Une première marseillaise pour rafraîchir un quartier en pleine canicule
À l'ombre des trois tours de 15 étages qui dominent le Cap Janet, la chaleur estivale n'avait pas de répit. Mercredi, quatre mâts brumisants ont été inaugurés dans cet ensemble de 276 logements, première installation de ce type menée par le bailleur social Erilia à Marseille.
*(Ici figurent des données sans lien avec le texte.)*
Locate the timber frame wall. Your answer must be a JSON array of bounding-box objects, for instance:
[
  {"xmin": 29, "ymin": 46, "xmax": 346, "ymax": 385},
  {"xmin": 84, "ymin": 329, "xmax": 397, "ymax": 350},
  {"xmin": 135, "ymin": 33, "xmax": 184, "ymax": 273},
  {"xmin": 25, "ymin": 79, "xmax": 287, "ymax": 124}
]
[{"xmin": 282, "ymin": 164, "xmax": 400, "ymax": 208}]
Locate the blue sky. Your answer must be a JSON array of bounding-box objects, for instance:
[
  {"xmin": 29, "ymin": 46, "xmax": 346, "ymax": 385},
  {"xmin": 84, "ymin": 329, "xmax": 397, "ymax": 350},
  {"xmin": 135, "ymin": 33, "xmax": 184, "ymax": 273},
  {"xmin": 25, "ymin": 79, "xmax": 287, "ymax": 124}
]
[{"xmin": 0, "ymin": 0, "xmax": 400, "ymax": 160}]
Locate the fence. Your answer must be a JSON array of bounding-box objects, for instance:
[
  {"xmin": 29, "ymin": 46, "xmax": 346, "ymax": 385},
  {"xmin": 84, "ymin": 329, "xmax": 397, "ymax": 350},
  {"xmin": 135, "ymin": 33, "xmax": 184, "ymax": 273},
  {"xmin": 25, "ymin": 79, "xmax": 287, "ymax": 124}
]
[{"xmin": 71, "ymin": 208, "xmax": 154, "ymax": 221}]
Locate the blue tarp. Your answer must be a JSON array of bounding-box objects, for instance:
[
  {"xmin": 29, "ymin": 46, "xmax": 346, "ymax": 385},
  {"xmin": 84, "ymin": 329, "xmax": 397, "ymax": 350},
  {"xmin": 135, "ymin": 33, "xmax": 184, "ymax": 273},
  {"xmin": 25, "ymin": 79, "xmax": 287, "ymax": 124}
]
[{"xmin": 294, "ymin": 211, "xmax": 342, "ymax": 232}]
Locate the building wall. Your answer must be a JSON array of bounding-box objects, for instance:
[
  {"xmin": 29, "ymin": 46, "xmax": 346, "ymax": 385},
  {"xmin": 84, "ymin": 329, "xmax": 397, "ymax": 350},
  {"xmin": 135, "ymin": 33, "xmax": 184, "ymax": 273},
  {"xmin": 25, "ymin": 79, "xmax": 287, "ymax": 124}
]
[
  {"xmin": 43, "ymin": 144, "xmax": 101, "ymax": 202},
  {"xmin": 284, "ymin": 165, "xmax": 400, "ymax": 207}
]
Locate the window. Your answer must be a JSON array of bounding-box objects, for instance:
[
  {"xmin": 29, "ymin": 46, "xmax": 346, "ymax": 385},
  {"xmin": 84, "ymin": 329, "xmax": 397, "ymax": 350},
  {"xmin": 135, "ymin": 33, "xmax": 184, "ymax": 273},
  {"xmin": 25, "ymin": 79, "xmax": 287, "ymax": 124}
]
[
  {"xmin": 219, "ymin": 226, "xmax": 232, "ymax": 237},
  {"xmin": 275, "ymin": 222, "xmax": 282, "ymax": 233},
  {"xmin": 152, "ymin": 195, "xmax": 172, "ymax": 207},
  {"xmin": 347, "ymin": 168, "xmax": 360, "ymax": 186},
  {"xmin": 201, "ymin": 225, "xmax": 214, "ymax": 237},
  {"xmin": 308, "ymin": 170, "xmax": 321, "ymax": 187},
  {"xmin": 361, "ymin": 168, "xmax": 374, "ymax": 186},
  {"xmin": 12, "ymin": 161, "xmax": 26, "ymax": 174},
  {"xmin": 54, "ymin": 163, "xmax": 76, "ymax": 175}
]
Comment ça marche et pourquoi maintenant
Le dispositif fonctionne par diffusion de micro-gouttelettes d'eau : en humidifiant légèrement l'air ambiant, la température ressentie peut chuter de plusieurs degrés. L'opération vise à offrir des îlots de fraîcheur aux habitants qui subissent des épisodes de chaleur de plus en plus intenses et fréquents.
Des annonces et des engagements
Erilia explique intégrer désormais le facteur chaleur dans la rénovation et l'équipement de son patrimoine : isolation par l'extérieur, double vitrage et installation progressive de brasseurs d'air. Le bailleur a déclaré vouloir équiper ses 90 000 logements d'ici 2030.
“Ces dernières semaines on n'allait plus dehors parce qu'il fait trop chaud, on devait quitter notre appartement avec ma fille pour échapper à la canicule…”,
témoigne Nasia, résidente, qui se dit soulagée par la fraîcheur apportée par les brumisateurs.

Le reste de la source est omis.